Colosso da 50 miliardi di dollari

Cisco è il leader tecnologico mondiale che trasforma il modo in cui le persone si connettono, comunicano e collaborano. Fondata nel 1984, l’azienda è guidata dal ceo Chuck Robbins e impiega circa 70mila dipendenti, con un fatturato di 49,3 miliardi di dollari (previsioni 2020). In Italia dal 1994, Cisco partecipa attivamente allo sviluppo del nostro paese e della sua agenda digitale, con un impegno confermato dal piano di investimenti Digitaliani, lanciato nel 2016. Oltre alla sede principale di Vimercate (MB) e uffici a Roma e Padova, l’azienda ha in Italia anche un laboratorio di ricerca e sviluppo sulle tecnologie per le reti ottiche e il Cybersecurity & Privacy Co-Innovation Center inaugurato a Milano nel 2020. In tutto il mondo Cisco si distingue per la qualità dell’ambiente di lavoro, come testimonia l’avere ottenuto per cinque anni consecutivi dal 2016 al 2020 il primo posto nella classifica Great Place to Work Italia.  

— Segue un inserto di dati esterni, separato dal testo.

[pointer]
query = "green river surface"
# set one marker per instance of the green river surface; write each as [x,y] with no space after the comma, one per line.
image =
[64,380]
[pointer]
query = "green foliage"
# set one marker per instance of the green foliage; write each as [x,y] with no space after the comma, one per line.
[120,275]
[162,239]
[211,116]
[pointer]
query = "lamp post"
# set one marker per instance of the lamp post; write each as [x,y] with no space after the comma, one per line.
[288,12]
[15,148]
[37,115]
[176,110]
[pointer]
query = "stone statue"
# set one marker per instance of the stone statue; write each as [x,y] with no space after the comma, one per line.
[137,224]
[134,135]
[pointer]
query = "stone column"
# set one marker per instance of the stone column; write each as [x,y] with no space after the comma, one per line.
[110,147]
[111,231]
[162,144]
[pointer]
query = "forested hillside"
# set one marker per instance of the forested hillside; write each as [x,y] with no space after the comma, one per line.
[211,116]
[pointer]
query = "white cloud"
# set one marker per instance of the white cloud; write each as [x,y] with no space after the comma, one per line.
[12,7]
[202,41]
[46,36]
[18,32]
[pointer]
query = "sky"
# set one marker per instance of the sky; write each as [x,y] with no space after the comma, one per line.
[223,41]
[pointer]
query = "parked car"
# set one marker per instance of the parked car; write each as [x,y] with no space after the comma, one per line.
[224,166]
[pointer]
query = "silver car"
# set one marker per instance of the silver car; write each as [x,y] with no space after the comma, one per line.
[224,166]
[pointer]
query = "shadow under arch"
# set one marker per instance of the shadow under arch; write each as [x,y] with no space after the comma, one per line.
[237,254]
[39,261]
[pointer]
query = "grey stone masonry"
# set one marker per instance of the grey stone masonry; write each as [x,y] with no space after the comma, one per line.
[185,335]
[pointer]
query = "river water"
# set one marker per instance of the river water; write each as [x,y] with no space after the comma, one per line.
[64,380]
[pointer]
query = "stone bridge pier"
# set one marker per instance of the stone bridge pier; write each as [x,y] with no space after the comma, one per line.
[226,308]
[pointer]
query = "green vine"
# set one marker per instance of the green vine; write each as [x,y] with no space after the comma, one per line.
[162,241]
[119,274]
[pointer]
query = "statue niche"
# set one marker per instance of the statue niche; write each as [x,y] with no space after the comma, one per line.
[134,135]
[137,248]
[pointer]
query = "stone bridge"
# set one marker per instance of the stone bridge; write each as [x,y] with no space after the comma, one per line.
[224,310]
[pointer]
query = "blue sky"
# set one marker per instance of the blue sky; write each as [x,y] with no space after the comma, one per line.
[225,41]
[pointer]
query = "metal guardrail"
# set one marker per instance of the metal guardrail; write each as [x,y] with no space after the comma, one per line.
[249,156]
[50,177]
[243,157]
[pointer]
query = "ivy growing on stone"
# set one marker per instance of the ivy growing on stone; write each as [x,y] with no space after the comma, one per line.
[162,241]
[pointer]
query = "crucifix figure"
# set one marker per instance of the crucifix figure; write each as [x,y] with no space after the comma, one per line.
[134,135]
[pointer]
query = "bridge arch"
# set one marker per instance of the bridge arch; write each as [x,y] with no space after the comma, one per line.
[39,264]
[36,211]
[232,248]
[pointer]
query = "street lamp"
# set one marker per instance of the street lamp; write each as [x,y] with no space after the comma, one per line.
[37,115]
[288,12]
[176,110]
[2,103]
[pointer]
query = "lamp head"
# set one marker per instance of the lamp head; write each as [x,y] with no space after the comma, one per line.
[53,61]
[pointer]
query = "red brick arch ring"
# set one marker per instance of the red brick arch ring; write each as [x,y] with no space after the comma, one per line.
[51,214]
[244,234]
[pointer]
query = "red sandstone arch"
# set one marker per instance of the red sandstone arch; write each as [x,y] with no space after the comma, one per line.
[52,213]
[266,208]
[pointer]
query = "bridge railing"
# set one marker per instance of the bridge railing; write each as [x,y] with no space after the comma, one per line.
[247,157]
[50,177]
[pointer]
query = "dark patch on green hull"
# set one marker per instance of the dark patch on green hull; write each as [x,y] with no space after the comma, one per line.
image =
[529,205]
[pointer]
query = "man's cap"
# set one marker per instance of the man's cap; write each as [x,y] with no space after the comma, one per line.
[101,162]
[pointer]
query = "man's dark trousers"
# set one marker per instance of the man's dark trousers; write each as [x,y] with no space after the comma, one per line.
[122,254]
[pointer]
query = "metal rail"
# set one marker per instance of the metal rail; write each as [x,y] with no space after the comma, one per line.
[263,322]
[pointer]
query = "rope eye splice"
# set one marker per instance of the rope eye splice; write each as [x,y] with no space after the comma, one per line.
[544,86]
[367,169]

Un manager di livello europeo

Agostino Santoni è vicepresidente di Cisco Sud Europa. In questa posizione, il manager detiene la responsabilità del business Cisco in Italia, Francia, Spagna, Portogallo, Grecia, Cipro, Malta e Israele. Santoni da fine 2012 è ad di Cisco Italia. Ha iniziato il suo percorso professionale in Compaq Computer dove, in seguito alla fusione con HP, ha ricoperto un ruolo di crescente responsabilità per la filiale italiana di quest’ultima e per la capogruppo, fino all’incarico di vice president & enterprise sales director di Hp Italia. Prima di entrare in Cisco, dal 2009 al 2012 è stato ad di Sap Italia. Lo scorso anno è diventato il primo manager Cisco europeo a entrare nel Board of Trustees di Cisco Foundation, la fondazione che supporta le iniziative di corporate social responsibility a livello mondiale.